The Financial Sector’s Climate Imperative
It is impossible to say when the next financial crisis will erupt, let alone how long it will last or how damaging it will be. But there is no doubt that the risks the world faces merit a more holistic approach – one that accounts for the serious and escalating threats posed by climate change.
PARIS – In the decade since the global financial crisis, mechanisms to boost the financial system’s resilience have been widely discussed. But while some progress has been made, the largely piecemeal approach that has been pursued may yet prove inadequate to support long-term financial stability. And a waning bull market means that the day of reckoning may not be far off.

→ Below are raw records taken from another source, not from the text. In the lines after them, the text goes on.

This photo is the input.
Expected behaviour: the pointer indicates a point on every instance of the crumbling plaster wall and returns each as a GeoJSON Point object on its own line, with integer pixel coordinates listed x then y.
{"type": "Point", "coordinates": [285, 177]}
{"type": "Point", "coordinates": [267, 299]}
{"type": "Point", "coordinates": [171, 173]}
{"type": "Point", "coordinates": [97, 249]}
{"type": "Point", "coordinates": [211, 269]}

It is impossible to say when the next crisis will erupt, let alone how long it will last or how damaging it will be. But there is no doubt that the risks we face merit a more holistic approach, much like what was called for immediately after the 2008 crisis (though those calls lost steam as markets recovered). This means agreeing on and implementing a new vision for governing the global economy; assessing it rigorously and adjusting it as needed; and ensuring full accountability for every stakeholder.
This vision must comprehend profound and ongoing changes, from increasingly concentrated market power to increasingly automated decision-making. It must also consider China’s rise, which demands that China be incorporated more fully into governance bodies, which will have far-reaching implications, especially as the country emerges as a less benevolent global actor.